Here are a few stories that caught my attention in the publishing space this week.
Audiences want to be part of the story
Martin Bryant at The Next Web took a look this week at the first phase of research company Latitude’s new project, The Future of Storytelling. The group interviewed 158 pioneers in the media space to find out just how audiences want to experience stories in the future. Bryant reports that respondents’ “key demands are summarized in Latitude’s report as ‘The 4 I’s': Immersion, Interactivity, Integration and Impact.”
Significant data from the study includes consumer desire to have an effect on story direction (think soap operas or serial TV dramas and deciding what happens to a character, for instance); to have stories told on multiple platforms and to cross over platforms; and to actually participate in the story in the real world. One respondent is quoted in the study report (PDF):
“I’d love to be a part of a real-world game, whereby, citywide, everyone is reading the same book. We are told a date by when we should have read to a certain point in the book; for example, we’d be told to read to the first ball held at the Wilkes’ plantation. Players would have received a formal invitation to the ball along with costume suggestions. Then the players would get to engage with that real-world party as the action from the actual story plays out. Not only would the players buy the book — they would pay for each experience with which they’d like to participate.”
The report also stresses that when designing content to shift from one device to the next — pausing a Netflix movie on a tablet and continuing it on a phone, for instance — creators need to enhance the experience across platforms, not just duplicate it, by “by leveraging each environment’s strengths (think: interactivity on tablets).”
The full report is well worth the read (PDF) — the study results can be applied to the book publishing industry as readily as they are to the media space.
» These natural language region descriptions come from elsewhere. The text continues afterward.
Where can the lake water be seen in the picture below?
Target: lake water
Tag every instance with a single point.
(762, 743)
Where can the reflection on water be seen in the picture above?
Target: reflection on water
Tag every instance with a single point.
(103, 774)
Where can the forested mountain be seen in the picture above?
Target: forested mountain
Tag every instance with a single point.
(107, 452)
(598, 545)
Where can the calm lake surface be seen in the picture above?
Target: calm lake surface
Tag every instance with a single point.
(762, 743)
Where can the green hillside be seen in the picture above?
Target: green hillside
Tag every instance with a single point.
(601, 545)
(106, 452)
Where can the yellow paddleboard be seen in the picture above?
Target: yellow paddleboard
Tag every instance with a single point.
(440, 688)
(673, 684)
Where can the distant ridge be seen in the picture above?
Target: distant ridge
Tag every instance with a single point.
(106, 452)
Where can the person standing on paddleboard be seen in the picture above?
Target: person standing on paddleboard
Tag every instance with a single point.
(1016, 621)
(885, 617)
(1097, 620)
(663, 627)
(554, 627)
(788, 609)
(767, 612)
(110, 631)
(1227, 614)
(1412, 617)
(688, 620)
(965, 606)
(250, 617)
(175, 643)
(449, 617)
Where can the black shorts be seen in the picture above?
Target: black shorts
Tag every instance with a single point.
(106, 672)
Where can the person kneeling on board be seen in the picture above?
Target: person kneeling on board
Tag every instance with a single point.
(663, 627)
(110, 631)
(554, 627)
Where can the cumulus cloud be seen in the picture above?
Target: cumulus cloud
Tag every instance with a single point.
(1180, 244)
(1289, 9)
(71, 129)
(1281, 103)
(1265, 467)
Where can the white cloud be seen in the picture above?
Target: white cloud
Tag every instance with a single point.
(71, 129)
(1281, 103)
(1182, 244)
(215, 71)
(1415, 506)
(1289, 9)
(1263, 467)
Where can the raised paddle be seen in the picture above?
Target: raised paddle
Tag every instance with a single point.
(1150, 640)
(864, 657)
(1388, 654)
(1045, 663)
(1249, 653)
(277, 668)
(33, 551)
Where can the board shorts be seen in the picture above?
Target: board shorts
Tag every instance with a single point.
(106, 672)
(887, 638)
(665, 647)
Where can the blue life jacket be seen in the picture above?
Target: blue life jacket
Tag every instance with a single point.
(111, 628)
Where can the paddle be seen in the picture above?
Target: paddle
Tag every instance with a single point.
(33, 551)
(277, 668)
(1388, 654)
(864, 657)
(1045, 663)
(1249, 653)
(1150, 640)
B&N’s price of admission may be too high
Barnes & Noble released its 2013 Q1 earnings this week, and though losses were better than expected, Nook news was on the dismal side. As Laura Hazard Owen reports at PaidContent, “Nook sales were flat, despite the launch of the Nook Tablet and front-lit Nook e-reader during the year.”
Joe Arico at Mobiledia says the device battle is one that B&N can’t afford to lose, pointing out that “e-readers and tablets are not just a way to generate revenue; they’re the retail stores of the future.” He writes that B&N should look at customers who purchase Kindles or other non-Nook ereading devices as customers they’ll never get back, given that a commitment to a device is also a commitment to the device’s bookstore — Amazon, Apple iBooks, Google Play, etc. The solution, Arico says, lies in B&N’s Nook pricing strategy going forward:
“Barnes & Noble should strongly consider slashing the price of Nook devices dramatically and taking a loss to steal customers away from Amazon and Google. The results of high Nook sales won’t show up in the company’s bottom line in this quarter or the next, but it will pay dividends down the line … A customer who purchases an e-reader is paying for admission into a store they may never leave … [B&N] can only recover by making its price of admission cheaper than competitors.”
In related news, O’Reilly GM and publisher Joe Wikert fashioned a solution for B&N as well: the Nook Membership Program.
Ebook lending becomes ebook bumping?
Jeff Bercovici at Forbes took a look this week at the ebook lending problem. He notes that nobody likes the current lending system: customers don’t like the excessive restrictions, and publishers and authors don’t like readers being able to lend books to people they’ve never met (something they couldn’t do with physical books). Bercovici writes: “Digital swap-meets like Lendle and LendInk match up supply and demand, making it possible to go ‘shopping’ for a certain title to borrow. That’s just the sort of focused intent that might otherwise lead to a sale.”
But Bercovici has a working solution to the problem. To make consumers happy, he proposes:
“Every e-book sold would exist as a single, fully transferable copy. If I lend you a book, it’s yours until you give it back to me, or until you give it to someone else. You can sell it, too.”
To appease the publishers and authors, he adds this caveat:
“You can only lend an e-book the way you lend a physical book — in person. A loan would be effected by ‘bumping’ your Kindle, Nook, iPad, iPhone, or whatever device you use against that of the person you’re giving it to.”
The technology to do this already exists, but Bercovici acknowledges one of the the biggest problems in the solution is that it will require an ebook format that will work on all devices. Weighing in, Small Demons’ VP of content and community Richard Nash, said for the post: “It’s not a complete solution, [b]ut it’s a nice addition to the armory of tools that we have.”